Central Kentucky Council for Peace and Justice

  . . .  thinking globally, working locally in central Kentucky, for a different world








Founding History of CKCPJ, 1983 - 1991
by Betsy Neale, CKCPJ founding Executive Director

- See also CKCPJ Highlights since 1983

In the fall of 1983 I moved to Lexington from Maine where I had been active with the American Friends Service Committee and the Nuclear Freeze movement. I found no organization here working on that issue. Instead, a number of small groups worked on peace and justice issues as separate entities.

I wanted to bring these organizations together to increase both their awareness of each other and their effectiveness. Will Hayes, retired president of Alice Lloyd College, mentored me by supplying me with names of individuals and groups.

As I met with these groups, they expressed interest in the idea of forming an umbrella organization, and in November 1983, the Central Kentucky Council for Peace and Justice was created.

In those early years the Council included peace and justice groups from a number of faiths including: Roman Catholic, Disciples of Christ, Presbyterian, Episcopal, Unitarian, Baha'i, Jewish, and Quaker. It included organizations working on peace and justice in Central America, the Philippines, and Iran, and local chapters of the Fellowship of Reconciliation, the Democratic Socialists of America, the ACLU, Physicians for Social Responsibility, and the United Nations Association. In addition, a local chapter of the Nuclear Freeze Campaign was founded and I became a member of the Council.

During the 1980s presidency of Ronald Reagan, there was widespread fear that the U.S. arms buildup was a threat to global peace, especially through its program to install Cruise missiles in Europe. In those years many of us also opposed U.S. interventions in Central America. Reactionary policies of the U.S. government fostered the growth of the peace and justice movement nationally and here in Lexington. It's ironic to remember that we thought the Reagan administration was as bad as a presidency could get!
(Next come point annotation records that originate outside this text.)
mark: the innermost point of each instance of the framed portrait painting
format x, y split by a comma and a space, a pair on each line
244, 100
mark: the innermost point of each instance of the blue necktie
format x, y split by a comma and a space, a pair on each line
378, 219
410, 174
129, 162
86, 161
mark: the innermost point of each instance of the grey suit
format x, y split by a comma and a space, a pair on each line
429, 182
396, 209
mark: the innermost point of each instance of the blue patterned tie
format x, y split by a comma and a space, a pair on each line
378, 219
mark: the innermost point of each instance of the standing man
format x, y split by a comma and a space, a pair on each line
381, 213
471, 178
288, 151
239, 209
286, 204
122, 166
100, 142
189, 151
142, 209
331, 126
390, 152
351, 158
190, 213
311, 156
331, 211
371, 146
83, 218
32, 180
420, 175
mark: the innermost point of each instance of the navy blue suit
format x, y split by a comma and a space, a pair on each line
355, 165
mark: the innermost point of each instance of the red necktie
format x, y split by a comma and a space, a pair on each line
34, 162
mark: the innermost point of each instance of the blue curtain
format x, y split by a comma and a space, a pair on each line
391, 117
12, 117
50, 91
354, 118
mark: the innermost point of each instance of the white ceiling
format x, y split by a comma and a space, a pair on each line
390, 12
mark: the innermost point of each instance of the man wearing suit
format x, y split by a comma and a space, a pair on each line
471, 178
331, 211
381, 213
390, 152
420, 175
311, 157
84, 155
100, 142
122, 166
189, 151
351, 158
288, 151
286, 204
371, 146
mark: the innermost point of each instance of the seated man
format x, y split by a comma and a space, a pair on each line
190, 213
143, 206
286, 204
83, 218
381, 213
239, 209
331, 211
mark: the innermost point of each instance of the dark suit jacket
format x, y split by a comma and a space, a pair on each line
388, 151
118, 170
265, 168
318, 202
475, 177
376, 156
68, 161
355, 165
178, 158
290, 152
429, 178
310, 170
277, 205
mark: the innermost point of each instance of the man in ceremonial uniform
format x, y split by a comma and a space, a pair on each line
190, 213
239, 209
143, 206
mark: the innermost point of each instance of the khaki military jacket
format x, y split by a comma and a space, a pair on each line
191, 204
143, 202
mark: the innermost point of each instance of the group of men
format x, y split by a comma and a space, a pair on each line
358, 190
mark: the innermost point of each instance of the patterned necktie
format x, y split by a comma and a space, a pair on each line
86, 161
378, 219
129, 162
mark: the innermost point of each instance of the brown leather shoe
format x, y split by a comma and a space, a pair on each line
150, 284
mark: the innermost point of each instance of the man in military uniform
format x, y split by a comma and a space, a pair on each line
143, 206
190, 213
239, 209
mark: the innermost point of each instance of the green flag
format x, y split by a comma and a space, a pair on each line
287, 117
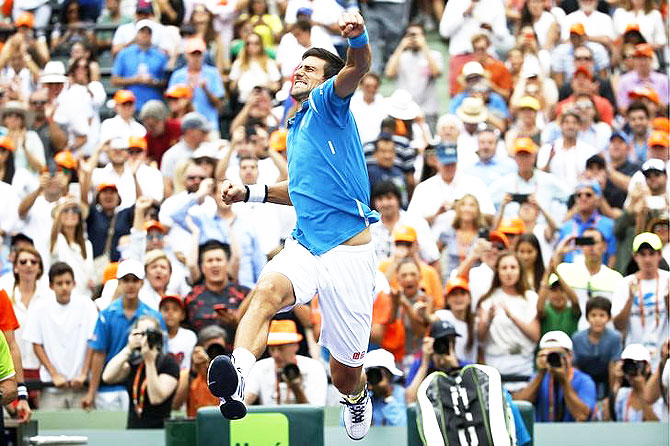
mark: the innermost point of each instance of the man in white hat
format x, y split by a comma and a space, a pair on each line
558, 391
388, 397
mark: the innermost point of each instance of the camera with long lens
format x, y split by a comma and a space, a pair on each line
290, 372
442, 346
555, 359
374, 375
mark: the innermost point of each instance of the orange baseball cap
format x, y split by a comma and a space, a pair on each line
194, 44
513, 226
524, 145
278, 140
172, 298
179, 91
643, 50
456, 283
154, 224
283, 332
7, 143
136, 142
124, 96
109, 272
66, 159
658, 138
404, 234
644, 92
25, 19
103, 186
577, 28
662, 124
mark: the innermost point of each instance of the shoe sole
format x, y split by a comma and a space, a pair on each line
222, 377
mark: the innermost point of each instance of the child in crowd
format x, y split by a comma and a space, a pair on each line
597, 348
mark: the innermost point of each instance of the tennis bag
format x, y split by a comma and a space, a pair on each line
469, 409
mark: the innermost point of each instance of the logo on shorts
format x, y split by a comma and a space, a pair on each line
359, 355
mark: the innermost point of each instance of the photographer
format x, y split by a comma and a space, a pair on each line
558, 391
150, 377
627, 401
388, 397
286, 377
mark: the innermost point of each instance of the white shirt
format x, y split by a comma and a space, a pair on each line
651, 334
262, 381
149, 178
63, 331
432, 193
595, 24
651, 24
368, 117
567, 164
181, 347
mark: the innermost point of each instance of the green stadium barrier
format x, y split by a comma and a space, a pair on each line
414, 439
288, 425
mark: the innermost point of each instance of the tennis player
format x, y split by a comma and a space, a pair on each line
330, 252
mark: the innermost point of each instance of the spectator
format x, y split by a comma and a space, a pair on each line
639, 304
598, 348
180, 342
205, 81
417, 68
58, 330
629, 403
507, 327
149, 375
286, 377
140, 67
388, 397
217, 299
559, 392
641, 75
111, 335
438, 194
458, 312
385, 198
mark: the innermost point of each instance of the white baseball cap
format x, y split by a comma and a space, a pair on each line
130, 267
556, 338
636, 352
381, 358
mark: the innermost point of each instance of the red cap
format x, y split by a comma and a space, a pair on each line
577, 28
124, 96
7, 143
643, 50
172, 298
25, 19
456, 283
66, 159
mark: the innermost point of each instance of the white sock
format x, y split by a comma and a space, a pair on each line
244, 360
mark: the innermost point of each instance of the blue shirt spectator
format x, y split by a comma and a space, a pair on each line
140, 67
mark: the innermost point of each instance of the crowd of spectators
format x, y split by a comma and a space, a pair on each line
526, 228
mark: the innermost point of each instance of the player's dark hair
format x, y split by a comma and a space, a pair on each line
58, 269
333, 65
384, 188
599, 303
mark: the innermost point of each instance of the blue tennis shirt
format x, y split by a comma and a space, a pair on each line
328, 177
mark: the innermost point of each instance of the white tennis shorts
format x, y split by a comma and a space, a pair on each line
344, 279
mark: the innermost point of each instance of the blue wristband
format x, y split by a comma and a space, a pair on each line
359, 41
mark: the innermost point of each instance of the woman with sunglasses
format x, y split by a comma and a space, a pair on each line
507, 326
24, 292
69, 244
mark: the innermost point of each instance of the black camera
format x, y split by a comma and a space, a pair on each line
555, 359
154, 338
374, 375
290, 371
633, 368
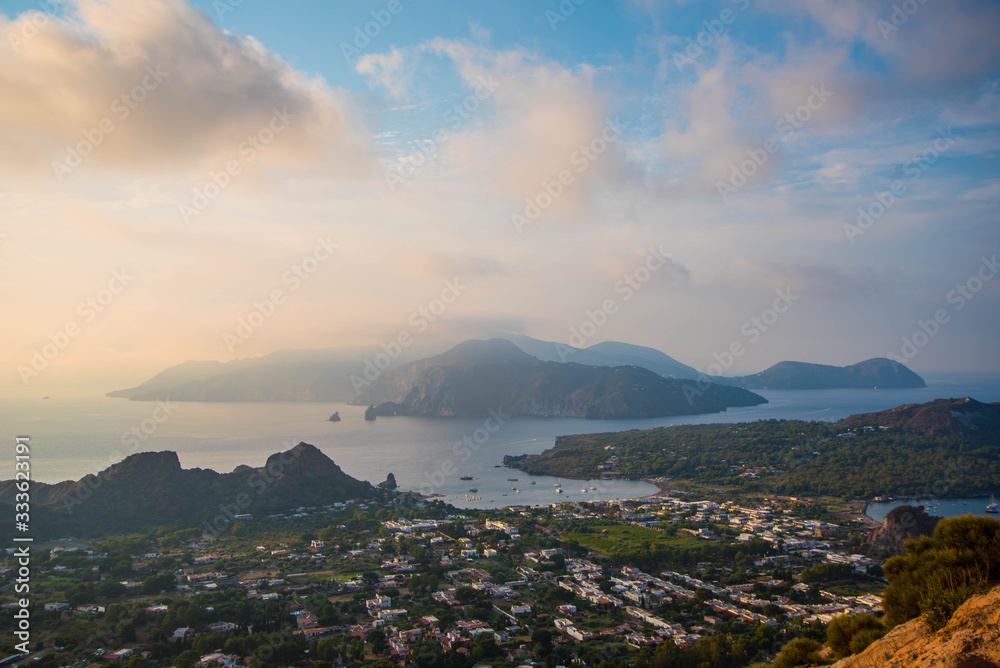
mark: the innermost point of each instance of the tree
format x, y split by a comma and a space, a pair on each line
187, 658
799, 652
851, 634
939, 573
376, 638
One incident from those days shows progress achieved in one area of social justice. In 1987, when there was minimal support for the civil rights of lesbians and gay men, a national gay rights march was held in Washington. A co-chair of the Council was a lesbian who was not out in public life or to most of those on the Council board.

When the board was asked to endorse the march, it was unable to find consensus. You can imagine how painful this was for our co-chair. Painful too was the fact that those who opposed the endoresement had no idea of how personal the issue was for one of their own.

The refusal to endorse only made her less inclined to be open with the board. Yet, we continued to grapple with the issue, and at a later meeting the board agreed to: 1. place an ad in the Herald-Leader at the time of the march affirming support for the human rights of lesbians and gay men, 2. sponsor a self-education workshop on lesbian and gay issues, and 3. begin outreach to the gay community.

I served as the Executive Director of the Council from its early days until about 1991 when I went to graduate school, and Michael Fogler became the Executive director.